For Los Angeles' Seoul Sausage Truck It's 'Seoul Plus Sausage, Bam. Easy'
Changing the world one sausage at a time
Want to know what passion, word of mouth, and crazy good Korean BBQ create? Seoul Sausage, a venture started by two families — the Kims and the Ohs. The truck was launched in 2012 when Chris Oh, Ted Kim, and Yong Kim kicked things off with their kalbi (marinated short ribs) and their spicy pork sausages. The food was so good it gave birth to a legion of fans eager wait in line at street fairs. Movie studios and Fortune 500 companies have catered events with this outstanding fare, and both wineries and chefs have made requests for private orders. They also basically managed to figure out a way to time the launch of their brick-and-mortar restaurant to them winning Food Network’s The Great Food Truck Race.
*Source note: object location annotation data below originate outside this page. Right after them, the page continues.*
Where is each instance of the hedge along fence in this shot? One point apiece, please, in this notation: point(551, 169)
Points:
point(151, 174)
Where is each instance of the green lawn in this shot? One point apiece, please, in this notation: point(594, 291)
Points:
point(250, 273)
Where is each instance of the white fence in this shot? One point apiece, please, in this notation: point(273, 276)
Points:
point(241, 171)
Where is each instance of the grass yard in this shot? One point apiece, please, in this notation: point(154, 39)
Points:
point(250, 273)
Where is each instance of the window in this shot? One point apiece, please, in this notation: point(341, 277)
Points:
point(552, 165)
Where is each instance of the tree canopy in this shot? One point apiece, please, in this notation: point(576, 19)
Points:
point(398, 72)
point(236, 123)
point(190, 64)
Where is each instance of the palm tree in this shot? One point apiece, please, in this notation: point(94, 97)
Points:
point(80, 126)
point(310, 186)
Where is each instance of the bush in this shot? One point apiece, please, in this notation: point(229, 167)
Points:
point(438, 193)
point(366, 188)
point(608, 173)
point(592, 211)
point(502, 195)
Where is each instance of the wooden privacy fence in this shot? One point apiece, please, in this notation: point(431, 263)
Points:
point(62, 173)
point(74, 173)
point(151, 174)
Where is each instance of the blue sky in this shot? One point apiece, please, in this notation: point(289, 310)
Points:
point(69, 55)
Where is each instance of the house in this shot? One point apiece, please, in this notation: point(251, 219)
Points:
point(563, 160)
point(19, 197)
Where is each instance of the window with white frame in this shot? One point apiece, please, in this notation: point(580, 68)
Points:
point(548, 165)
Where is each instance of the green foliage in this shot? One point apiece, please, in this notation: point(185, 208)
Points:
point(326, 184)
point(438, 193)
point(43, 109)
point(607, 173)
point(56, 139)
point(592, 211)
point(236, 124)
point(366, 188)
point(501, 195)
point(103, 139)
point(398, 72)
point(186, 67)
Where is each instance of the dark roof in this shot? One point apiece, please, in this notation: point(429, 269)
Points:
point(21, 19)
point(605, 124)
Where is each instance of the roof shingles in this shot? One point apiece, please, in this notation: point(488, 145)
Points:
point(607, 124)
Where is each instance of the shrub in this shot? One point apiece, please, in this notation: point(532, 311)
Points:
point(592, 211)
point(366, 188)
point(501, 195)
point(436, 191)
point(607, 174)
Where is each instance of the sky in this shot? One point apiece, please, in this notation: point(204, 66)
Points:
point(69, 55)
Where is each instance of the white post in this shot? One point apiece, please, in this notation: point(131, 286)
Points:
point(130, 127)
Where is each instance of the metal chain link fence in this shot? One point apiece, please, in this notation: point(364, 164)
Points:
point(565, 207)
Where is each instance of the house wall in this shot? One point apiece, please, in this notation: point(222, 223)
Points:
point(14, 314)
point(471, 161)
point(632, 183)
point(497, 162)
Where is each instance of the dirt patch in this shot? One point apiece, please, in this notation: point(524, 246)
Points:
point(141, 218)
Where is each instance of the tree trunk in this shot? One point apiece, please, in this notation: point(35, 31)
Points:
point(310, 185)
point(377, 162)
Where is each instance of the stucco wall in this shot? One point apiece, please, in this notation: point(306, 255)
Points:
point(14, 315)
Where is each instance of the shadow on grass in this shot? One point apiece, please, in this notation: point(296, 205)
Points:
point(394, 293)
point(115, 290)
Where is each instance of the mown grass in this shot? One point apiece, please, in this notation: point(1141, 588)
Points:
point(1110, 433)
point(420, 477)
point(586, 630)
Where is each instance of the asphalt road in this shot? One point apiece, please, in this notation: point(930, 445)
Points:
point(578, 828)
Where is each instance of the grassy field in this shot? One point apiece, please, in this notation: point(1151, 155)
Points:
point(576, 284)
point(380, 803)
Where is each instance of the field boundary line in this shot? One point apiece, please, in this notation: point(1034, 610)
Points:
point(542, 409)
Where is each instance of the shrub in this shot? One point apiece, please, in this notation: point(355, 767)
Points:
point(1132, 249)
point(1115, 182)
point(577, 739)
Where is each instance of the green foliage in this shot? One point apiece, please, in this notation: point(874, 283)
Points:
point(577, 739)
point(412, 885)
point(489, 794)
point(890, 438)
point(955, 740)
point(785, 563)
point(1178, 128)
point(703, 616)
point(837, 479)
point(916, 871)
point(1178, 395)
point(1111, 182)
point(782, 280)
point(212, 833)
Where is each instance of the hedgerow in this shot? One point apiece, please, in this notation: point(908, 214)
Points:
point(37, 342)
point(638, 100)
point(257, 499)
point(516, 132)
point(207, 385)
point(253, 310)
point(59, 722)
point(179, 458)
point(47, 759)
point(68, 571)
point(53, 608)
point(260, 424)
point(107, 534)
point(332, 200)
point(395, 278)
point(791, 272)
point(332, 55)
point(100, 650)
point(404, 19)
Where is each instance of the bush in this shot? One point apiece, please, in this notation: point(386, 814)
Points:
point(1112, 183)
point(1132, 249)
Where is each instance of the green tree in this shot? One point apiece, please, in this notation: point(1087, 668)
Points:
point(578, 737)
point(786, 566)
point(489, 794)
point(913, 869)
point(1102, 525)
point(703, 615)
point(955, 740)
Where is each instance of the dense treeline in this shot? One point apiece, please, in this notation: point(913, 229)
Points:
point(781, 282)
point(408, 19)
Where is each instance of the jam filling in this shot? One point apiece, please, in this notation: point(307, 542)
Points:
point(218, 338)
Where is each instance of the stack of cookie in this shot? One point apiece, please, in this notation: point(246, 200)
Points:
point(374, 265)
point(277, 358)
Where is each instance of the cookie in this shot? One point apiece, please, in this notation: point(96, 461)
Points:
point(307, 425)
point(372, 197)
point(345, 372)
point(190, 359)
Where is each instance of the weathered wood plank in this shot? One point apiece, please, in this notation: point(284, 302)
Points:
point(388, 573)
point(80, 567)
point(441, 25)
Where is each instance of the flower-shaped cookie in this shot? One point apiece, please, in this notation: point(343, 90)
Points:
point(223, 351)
Read More: 101 Best Food Trucks in America 2012
That's a tough feat to top, and it took some skills. Add this to their accomplishments: making The Daily Meal's 2012 list of 101 Best Food Trucks in America. Where did they get their inspiration and is it all as easy as they've made it look? Find out in the following interview with co-founder Yong Kim.
When did you launch your truck?
We just launched this in October 2012. The Great Food Truck Race was filmed during May to June of this year and I suppose that we were technically open then as well.
What was the inspiration for going into this business?
We wanted to change the world one sausage at a time.
What's the story behind the origin of your truck's name?
Our flavors come from Seoul, Korea, and we make sausages. Seoul plus sausages. Bam. Easy.
How did you come up with your truck's design? Is there a designer you'd like to give a shout-out to?
Food Network provided us with the truck design. Thank you, Food Network.
Does your truck have a vanity license plate? And if so, what does it say?
What model truck do you have?
I believe it is a 1987 GMC. Truly a classic.
What's your signature dish? Is it also your most popular dish?
Our kalbi burger is our staple item on the truck. However, the "Flaming Balls" are neck and neck with the burger due to the overwhelming support it received from the show. That flaming ball got a lot of love.
You've gone brick-and-mortar — where are you?
As a matter of fact, we just launched this October of 2012. It's located in West L.A. at 11313 Mississippi Ave., 90025.
What one piece of advice would you give someone looking to get into the food truck business?
Make sure you love what you’re doing. The love alone will bring you many customers. Ted and I love chef Chris’ cooking. So, in all honesty, it is very easy to sell.
Lots of things happen when running a restaurant, and that probably goes double on the road. As such, be it weird, funny, good, or bad, what's one superlative or particularly outstanding moment or story that's ever occurred with your truck be it with customers, in the kitchen, or just in general?
We got the entire stadium of the Amarillo Sox baseball team to chant "FRIED BALLS" once. It was awesome.